WHO months is 30.4375 days long. Transform timepoints into OX coordinates so that the distance between them corresponds to the days between the two measurements. HINT: check as.duration and ddays functions. Do not feel bad if you have to click on the key. Working with dates is not an easy piece. The point is to know the lubridate exists…
Click to see how
```
     who.month <- 30.4375 #days
     xpoints <- as.duration(timepoints[1] %--% timepoints) / ddays(1) / who.month
```
go to WHO website (http://www.who.int/childgrowth/standards/en/) and find out the link to the dataset of your concern, e.g. Weight for age, percentiles for girls have the following address: http://www.who.int/entity/childgrowth/standards/tab_wfa_girls_p_0_5.txt

load the data using URL from the previous point and the read.table function.

Click to see how


     uri <- "http://www.who.int/entity/childgrowth/standards/tab_wfa_girls_p_0_5.txt"
     #uri <- "http://www.who.int/entity/childgrowth/standards/second_set/tab_hcfa_girls_p_0_5.txt"
     #uri <- "http://www.who.int/entity/childgrowth/standards/tab_lhfa_girls_p_0_2.txt"
     myData <-read.table(uri, header=T, sep='\t')

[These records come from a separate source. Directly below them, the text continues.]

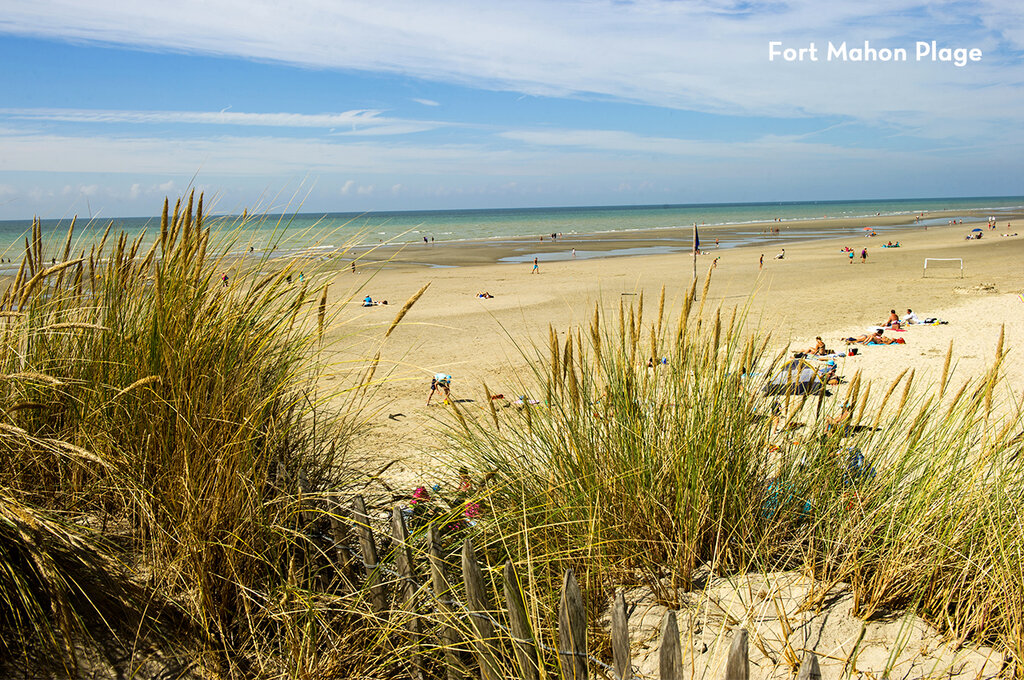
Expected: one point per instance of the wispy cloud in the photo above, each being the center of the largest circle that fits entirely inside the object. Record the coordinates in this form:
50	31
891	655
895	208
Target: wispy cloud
709	55
349	122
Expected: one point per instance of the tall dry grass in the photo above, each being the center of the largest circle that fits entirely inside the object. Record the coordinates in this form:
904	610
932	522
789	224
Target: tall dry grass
638	471
159	430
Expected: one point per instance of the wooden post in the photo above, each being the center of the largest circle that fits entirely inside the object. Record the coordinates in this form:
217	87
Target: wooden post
621	639
571	630
378	594
304	516
340	535
479	614
525	649
442	594
809	669
407	587
737	666
671	656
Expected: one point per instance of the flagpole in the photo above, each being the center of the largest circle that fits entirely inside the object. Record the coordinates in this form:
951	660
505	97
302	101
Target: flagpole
695	246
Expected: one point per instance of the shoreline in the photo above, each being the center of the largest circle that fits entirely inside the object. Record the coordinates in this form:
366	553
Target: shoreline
813	291
658	241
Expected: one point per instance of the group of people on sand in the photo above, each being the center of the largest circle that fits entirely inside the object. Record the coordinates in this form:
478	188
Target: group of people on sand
877	335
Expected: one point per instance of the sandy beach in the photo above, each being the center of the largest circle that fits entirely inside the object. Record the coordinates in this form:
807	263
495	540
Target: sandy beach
815	290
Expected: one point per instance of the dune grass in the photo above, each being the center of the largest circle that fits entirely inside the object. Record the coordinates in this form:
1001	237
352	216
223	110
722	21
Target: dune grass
159	428
637	471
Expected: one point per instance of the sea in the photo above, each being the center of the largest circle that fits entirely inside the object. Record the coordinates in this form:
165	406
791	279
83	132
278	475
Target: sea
322	234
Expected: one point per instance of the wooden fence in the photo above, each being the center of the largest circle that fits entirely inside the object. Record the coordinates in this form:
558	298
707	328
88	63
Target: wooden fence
462	617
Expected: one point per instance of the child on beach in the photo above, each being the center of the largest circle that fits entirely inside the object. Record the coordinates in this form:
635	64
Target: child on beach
439	383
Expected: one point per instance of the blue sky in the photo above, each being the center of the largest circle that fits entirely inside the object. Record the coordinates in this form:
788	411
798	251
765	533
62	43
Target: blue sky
352	104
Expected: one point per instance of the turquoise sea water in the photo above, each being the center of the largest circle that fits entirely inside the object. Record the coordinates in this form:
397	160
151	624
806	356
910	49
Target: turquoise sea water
325	232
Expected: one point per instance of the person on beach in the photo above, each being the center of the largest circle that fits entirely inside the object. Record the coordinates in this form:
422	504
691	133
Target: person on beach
440	383
819	347
827	373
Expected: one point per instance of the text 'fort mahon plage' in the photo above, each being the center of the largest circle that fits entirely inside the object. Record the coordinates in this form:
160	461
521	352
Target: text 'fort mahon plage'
856	52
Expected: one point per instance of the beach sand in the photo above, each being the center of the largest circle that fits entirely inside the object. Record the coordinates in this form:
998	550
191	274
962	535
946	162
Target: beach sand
813	291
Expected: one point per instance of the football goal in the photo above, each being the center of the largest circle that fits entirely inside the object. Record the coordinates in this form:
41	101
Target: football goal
944	264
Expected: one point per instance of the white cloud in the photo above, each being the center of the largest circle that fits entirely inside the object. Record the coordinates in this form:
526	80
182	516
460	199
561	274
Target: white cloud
350	122
709	55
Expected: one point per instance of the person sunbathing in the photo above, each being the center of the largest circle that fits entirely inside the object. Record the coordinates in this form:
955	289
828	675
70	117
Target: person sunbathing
819	347
827	373
875	339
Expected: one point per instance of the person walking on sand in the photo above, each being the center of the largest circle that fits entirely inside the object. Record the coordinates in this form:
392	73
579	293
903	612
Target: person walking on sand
440	383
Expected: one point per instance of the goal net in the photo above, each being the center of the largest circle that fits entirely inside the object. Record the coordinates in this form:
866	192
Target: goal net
944	264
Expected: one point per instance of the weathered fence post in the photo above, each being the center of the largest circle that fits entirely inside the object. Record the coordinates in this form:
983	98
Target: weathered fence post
621	639
378	596
442	594
571	630
671	656
407	586
339	533
304	515
479	615
523	643
809	669
737	666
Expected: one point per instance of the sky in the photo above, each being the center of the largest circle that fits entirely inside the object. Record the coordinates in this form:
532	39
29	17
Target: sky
332	105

create an empty plot to show your and WHO data,

Click to see how


     plot(1, xlim=c(0, max(myData$Month)), type='n', bty='n',
     ylim=c(0, max(myData[,c(5:19)])), las=1, xlab='Month', ylab='kg',
     cex.axis=.7)
     grid()

plot WHO mean and percentiles: P25, P75, P0.1 and P99.9, use different colors and line types to make the plot pretty.

Click to see how


     lines(myData$M, col='grey', lty=1)
     lines(myData$P25, col='blue', lty=2)
     lines(myData$P75, col='blue', lty=2)
     lines(myData$P01, col='tomato', lty=2)
     lines(myData$P999, col='tomato', lty=2)

plot your data on top of the percentiles, mind the units so that they match with the WHO ones,

Click to see how


     points(xpoints, weight/1000, pch=3, type='l', cex=.5)
     points(xpoints, weight/1000, pch=3, type='p', cex=.5)

add some descriptions on the margins

Click to see how


     mtext(text = c('P0.1','P25','P75','P99.9'), side = 4,
     at=myData[dim(myData)[1], c('P01','P25','P75','P999')],
     las=1, cex=.5)

Visualizing Gapminder data

You task here is to use the already acquired R knowledge to plot an interesting relationship between two freely selected variables available at Hans Rosling’s Gapminder Foundation page.

go to http://www.gapminder.org/data/
select a dataset of interest,
load data to R, take care of missing values etc.,
find a nice way of visualizing the relationship between some selected variables,
think of scales (linear, logarythmic), axes labels etc.,
be creative,
visualize a selected variables using boxplot and histogram on one plot (HINT: parameter mfrow),
discuss the result with your colleagues and TAs.